Absurdität und Wahrheit liegen im Alltäglichen. Den KleinbürgerInnen ins Wohnzimmer zu schauen, ihre Gewohnheiten zu karikieren und ihre Gesprächsthemen zu persiflieren, scheint für viele KabarettistInnen immer wieder der Garant für einen grundsoliden Lacherfolg zu sein. Man würze das Ganze mit einer Prise regionaler Mundart, unterstreiche die optische Wirkung der DarstellerInnen durch milieutypische, geschmacklose Kleidung, und es kann eigentlich nichts mehr schiefgehen.

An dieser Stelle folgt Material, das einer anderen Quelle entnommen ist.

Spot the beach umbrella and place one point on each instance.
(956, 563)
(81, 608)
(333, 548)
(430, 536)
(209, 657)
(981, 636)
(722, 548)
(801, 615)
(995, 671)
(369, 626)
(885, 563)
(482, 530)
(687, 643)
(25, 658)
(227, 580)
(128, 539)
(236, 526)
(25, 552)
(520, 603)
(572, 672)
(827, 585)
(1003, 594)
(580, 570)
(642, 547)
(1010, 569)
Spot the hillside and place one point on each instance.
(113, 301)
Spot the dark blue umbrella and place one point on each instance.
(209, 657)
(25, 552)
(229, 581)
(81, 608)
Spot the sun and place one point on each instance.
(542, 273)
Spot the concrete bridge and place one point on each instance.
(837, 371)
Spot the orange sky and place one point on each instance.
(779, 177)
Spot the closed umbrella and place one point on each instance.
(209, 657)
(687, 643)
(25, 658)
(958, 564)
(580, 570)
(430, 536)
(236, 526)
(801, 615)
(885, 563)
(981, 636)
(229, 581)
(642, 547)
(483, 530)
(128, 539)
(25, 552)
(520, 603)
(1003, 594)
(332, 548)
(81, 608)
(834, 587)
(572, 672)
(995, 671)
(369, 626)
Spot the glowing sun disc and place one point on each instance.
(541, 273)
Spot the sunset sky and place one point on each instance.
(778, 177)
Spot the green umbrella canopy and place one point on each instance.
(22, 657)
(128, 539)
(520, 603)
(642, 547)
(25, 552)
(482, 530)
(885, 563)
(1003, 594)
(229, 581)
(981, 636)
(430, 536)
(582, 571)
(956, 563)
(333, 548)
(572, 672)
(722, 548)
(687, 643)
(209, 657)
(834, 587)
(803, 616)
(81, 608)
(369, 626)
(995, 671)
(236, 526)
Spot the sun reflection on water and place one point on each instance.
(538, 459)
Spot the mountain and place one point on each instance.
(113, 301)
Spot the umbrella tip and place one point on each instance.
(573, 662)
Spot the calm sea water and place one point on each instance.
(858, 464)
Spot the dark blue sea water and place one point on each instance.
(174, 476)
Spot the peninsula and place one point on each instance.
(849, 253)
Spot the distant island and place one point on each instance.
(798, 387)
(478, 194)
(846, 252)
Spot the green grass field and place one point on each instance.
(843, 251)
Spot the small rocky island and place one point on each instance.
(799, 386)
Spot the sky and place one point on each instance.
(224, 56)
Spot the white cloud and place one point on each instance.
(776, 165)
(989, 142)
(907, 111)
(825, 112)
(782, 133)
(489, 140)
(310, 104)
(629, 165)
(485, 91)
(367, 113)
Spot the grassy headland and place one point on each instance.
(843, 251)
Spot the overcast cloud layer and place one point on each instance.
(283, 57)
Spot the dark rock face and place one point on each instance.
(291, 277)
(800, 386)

„Botschesrieder & Hinterpainter – Zwei Münchener Hausfrauen im Lästerrausch“ heißt die Show der Kabarettistinnen Ulla Geiger und Barbara Jürgensen, die derzeit im BKA gastieren und sich dieser Ingredienzien großzügigst bedienen. Worüber zwei bayerische Weibsbilder tratschen, denen bloß „das Ableben von Franz Josef“ und die tragischen Schicksale der VorabendserienbewohnerInnen die Tränen in die Augen treiben, liegt auf der Hand. Tütenbepackt im langen-Samstags-Gewühl oder zu Hause am Küchentisch Cognac pichelnd, werden den ZuschauerInnen die Eckpfeiler ihrer Sicht der Welt präsentiert. Da wären zunächst mal die Männer. Klar, jede der Damen hat einen, aber das rechte Glück hat sich dennoch nicht eingestellt: „Die Hochzeitsreise nach Rimini war das einzige, was noch schee war“, erinnert sich die Hinterpainterin. Um „stramme Wadeln“ zu sehen, müsse man heute leider den Fernseher anmachen, ergänzt die Botschetsriederin.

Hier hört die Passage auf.